Когда мать представила перед пятилетней девочкой дядю, та с детской непосредственностью обняла родственника. Орин подхватил племянницу на руки, закружил белокурое чудо с тёмными глазами.
–Мама! От дяди Орина пахнет морем!
–Потомучто я – капитан,– хвастал юноша.
Он уселся на стул, водрузив ребёнка на колени, играючи нажал на её крохотный носик. Девочку ущипнула его за щёку, развеселив дядю.
–Ты не даёшь отдохнуть Орину с дороги, слезь с колен, не будь надоедой,– приказала мать.
–Но мне нравиться играть с его пуговками, они такие красивые…– наивно верещала Фрэзи, перебирая украшения на мундире.
–А я сейчас укушу эту непослушную девочку,– угрожал капитан ребёнку.
Он в шутку открыл рот во всю ширь и скользил им по щеке Фрэзи. Та заливалась смехом.
Наигравшись с племянницей, Филдинг пошёл осматривать свои комнаты. Цвета стен варьировались от серо-фиолетового до сливового.
–О, сестрица, цвет стен ты специально сделала таким унылым, чтоб я долго не мог взирать на них, а мчался быстрее в море?
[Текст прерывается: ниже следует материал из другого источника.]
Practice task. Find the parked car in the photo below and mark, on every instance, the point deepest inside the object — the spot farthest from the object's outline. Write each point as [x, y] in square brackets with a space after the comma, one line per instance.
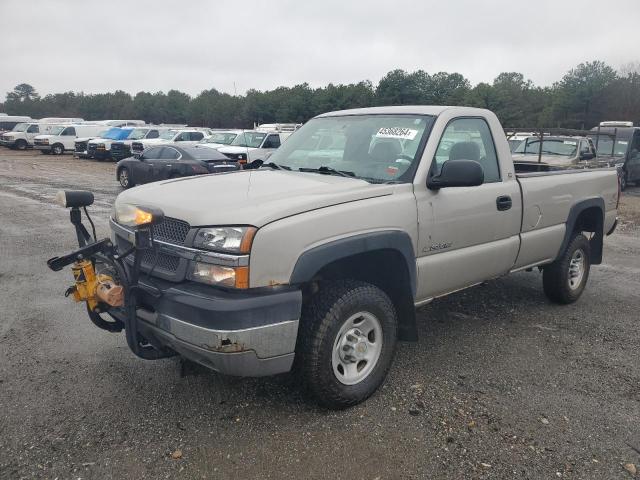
[184, 136]
[22, 135]
[63, 138]
[171, 161]
[324, 260]
[122, 148]
[622, 144]
[8, 122]
[100, 148]
[220, 138]
[252, 145]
–Ты стал остроумным, братец.
–Да, и теперь смогу без проблем охмурить любую доверчивую дурочку.
–Ты надолго в родные пенаты? Когда собираешься опять в море?
–Когда я тебе надоем, ты посадишь меня на корабль, и, дав пинка по зад, отправишь к далёким берегам года на два.
–Ты не намерен становиться серьёзным?
–Серьёзным? По моим подсчётам я обрету мрачную физиономию лет эдак через…сто.
Орин до ужина перебирал важные документы, сверял доходы и расходы.
После семейного ужина, за которым адвокат не выпускал из рук графинчик с виски, Сэндлер перехватил шурина у выхода из столовой и шепнул:
–Мягкость и дружелюбие Наяды – это фикция; маска, за которой прячется равнодушная, чёрствая душа.
Скривившись от перегара, Филдинг заметил:
–Я смотрю: книги Вам заменила выпивка.
–Быть серой массой, как все, ужасно скучно, вот я и выделяюсь пристрастием к напиткам погорячее.